YOLOv5 and YOLOv7 with ncnn on Jetson Nano

ncnn

In this article, the PyTorch version of YOLOv5 is demonstrated on the Jetson Nano. And in this article, the OpenCV version of YOLOv5 is also demonstrated on the Jetson Nano.

This time, this article explains how to run ncnn versions of YOLOv5 and YOLOv7 on Jetson Nano. ncnn is a neural network inference framework specialized for mobile devices and features no dependent libraries. OpenCV is used to display the screen this time, but OpenCV is only responsible for loading and displaying images and is not related to the inference process. The framework is also very small and builds in minutes, not 13 hours like a PyTorch build.

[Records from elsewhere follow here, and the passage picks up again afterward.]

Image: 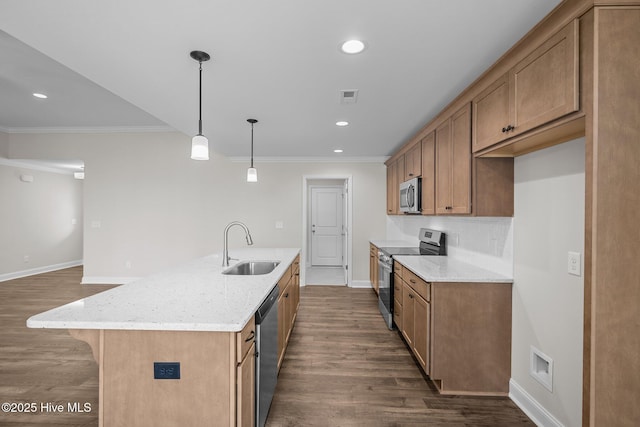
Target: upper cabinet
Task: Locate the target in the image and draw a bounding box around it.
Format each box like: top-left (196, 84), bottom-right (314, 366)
top-left (420, 131), bottom-right (436, 215)
top-left (402, 142), bottom-right (422, 182)
top-left (387, 161), bottom-right (400, 215)
top-left (435, 104), bottom-right (471, 214)
top-left (472, 20), bottom-right (580, 152)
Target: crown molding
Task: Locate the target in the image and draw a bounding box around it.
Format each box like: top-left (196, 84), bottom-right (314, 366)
top-left (227, 156), bottom-right (389, 163)
top-left (0, 126), bottom-right (176, 134)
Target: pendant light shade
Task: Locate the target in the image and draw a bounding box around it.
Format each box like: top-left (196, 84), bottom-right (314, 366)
top-left (247, 168), bottom-right (258, 182)
top-left (191, 50), bottom-right (211, 160)
top-left (247, 119), bottom-right (258, 182)
top-left (191, 135), bottom-right (209, 160)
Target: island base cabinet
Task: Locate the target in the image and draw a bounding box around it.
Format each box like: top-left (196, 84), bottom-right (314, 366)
top-left (70, 330), bottom-right (255, 427)
top-left (429, 282), bottom-right (511, 396)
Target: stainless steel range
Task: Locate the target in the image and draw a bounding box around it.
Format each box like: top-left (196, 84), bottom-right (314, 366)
top-left (378, 228), bottom-right (447, 329)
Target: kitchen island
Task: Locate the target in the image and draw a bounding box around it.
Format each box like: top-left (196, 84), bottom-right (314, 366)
top-left (27, 248), bottom-right (300, 427)
top-left (394, 256), bottom-right (513, 396)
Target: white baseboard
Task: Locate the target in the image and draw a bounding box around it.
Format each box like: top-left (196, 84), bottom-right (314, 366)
top-left (0, 259), bottom-right (82, 282)
top-left (349, 280), bottom-right (371, 289)
top-left (509, 378), bottom-right (564, 427)
top-left (80, 276), bottom-right (140, 285)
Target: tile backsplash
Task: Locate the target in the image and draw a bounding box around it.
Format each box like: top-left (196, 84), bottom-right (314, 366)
top-left (386, 215), bottom-right (513, 277)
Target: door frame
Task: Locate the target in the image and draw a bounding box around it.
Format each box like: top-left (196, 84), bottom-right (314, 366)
top-left (306, 185), bottom-right (347, 267)
top-left (300, 175), bottom-right (353, 287)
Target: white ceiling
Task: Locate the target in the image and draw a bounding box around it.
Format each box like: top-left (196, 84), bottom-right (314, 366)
top-left (0, 0), bottom-right (559, 157)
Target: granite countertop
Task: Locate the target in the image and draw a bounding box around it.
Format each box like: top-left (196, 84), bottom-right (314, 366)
top-left (393, 256), bottom-right (513, 283)
top-left (27, 248), bottom-right (300, 332)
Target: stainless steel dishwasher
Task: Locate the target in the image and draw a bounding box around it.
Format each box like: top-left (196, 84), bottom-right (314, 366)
top-left (256, 285), bottom-right (280, 427)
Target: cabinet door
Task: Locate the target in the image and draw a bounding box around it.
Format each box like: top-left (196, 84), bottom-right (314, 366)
top-left (435, 120), bottom-right (451, 214)
top-left (284, 280), bottom-right (294, 347)
top-left (413, 295), bottom-right (431, 375)
top-left (472, 74), bottom-right (511, 153)
top-left (402, 283), bottom-right (415, 348)
top-left (278, 290), bottom-right (287, 370)
top-left (421, 131), bottom-right (436, 215)
top-left (387, 162), bottom-right (400, 215)
top-left (236, 343), bottom-right (256, 427)
top-left (449, 104), bottom-right (471, 214)
top-left (510, 20), bottom-right (579, 135)
top-left (404, 142), bottom-right (422, 181)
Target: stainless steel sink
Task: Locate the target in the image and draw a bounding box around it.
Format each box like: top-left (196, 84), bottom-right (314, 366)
top-left (222, 261), bottom-right (280, 276)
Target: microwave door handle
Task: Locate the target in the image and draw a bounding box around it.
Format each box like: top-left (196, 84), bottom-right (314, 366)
top-left (407, 185), bottom-right (415, 208)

Installing ncnn on Jetson Nano

Instructions for installing ncnn on the Jetson Nano can be found here, but this article briefly introduces it.

sudo apt-get update
sudo apt-get install -y cmake wget
sudo apt-get install -y libprotobuf-dev protobuf-compiler libvulkan-dev
git clone --depth=1 https://github.com/Tencent/ncnn.git
cd ncnn
git submodule update --depth=1 --init
mkdir build
cd build
cmake -D CMAKE_TOOLCHAIN_FILE=../toolchains/jetson.toolchain.cmake \
        -D NCNN_DISABLE_RTTI=OFF \
        -D NCNN_BUILD_TOOLS=ON \
        -D NCNN_VULKAN=ON \
        -D CMAKE_BUILD_TYPE=Release ..
make -j4
make install
sudo mkdir /usr/local/lib/ncnn
sudo cp -r install/include/ncnn /usr/local/include/ncnn
sudo cp -r install/lib/*.a /usr/local/lib/ncnn/Code language: Bash (bash)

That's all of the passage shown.